As of writing the average segwit transaction share per block is around 50%.
Even after two and a half years of SegWit activation many wallets do not provide SegWit support. Many big exchanges in the cryptocurrency industry lagged and are still lagging with SegWit adoption. Having legacy transactions are simply more expensive and creates more fees for users. Also future protocol upgrades like Taproot will require SegWit in wallets and exchanges for users to use it.

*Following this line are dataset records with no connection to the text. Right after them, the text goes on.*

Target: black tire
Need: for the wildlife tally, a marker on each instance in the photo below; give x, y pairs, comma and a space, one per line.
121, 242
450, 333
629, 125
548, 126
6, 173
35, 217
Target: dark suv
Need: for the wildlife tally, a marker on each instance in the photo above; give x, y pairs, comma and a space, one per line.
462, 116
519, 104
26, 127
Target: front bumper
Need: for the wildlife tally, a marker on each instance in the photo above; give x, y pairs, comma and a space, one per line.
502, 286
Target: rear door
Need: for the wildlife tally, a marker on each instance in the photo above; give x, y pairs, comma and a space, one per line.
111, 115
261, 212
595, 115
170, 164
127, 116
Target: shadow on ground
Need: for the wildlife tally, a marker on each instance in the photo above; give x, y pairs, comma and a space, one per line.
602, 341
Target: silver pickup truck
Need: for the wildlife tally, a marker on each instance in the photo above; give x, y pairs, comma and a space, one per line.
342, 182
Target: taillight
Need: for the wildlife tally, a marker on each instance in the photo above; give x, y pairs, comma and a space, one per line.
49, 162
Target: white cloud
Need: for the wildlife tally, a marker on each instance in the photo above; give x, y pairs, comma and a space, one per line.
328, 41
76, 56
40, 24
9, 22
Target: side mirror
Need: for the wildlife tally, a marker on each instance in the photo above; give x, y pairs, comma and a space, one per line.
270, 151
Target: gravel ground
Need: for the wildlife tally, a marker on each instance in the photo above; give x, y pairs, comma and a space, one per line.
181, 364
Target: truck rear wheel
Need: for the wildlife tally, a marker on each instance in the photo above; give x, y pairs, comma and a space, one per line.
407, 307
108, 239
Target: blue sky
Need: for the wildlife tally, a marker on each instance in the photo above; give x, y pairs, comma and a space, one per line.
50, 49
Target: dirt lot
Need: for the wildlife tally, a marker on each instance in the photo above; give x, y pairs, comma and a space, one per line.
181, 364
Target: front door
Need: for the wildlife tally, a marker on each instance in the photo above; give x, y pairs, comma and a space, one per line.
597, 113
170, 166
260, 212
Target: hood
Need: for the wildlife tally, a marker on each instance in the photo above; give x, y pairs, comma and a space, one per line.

It’s very easy to identify your own SegWit usage. Segwit addresses start with bc1, whereas a legacy address starts with 1 or 3.
Legacy P2PKH Address : 1BvBMSEYstWetqTFn5Au4m4GFg7xJaNVN2
Legacy P2SH Address : 3J98t1WpEZ73CNmQviecrnyiWrnqRhWNL
SegWit Bech32 Address : bc1qar0srrr7xfkvy5l643lydnw9re59gtzzwf5mdq
So are you still using legacy address? Demand your service provider to upgrade and hop on to Bitcoin 2.0.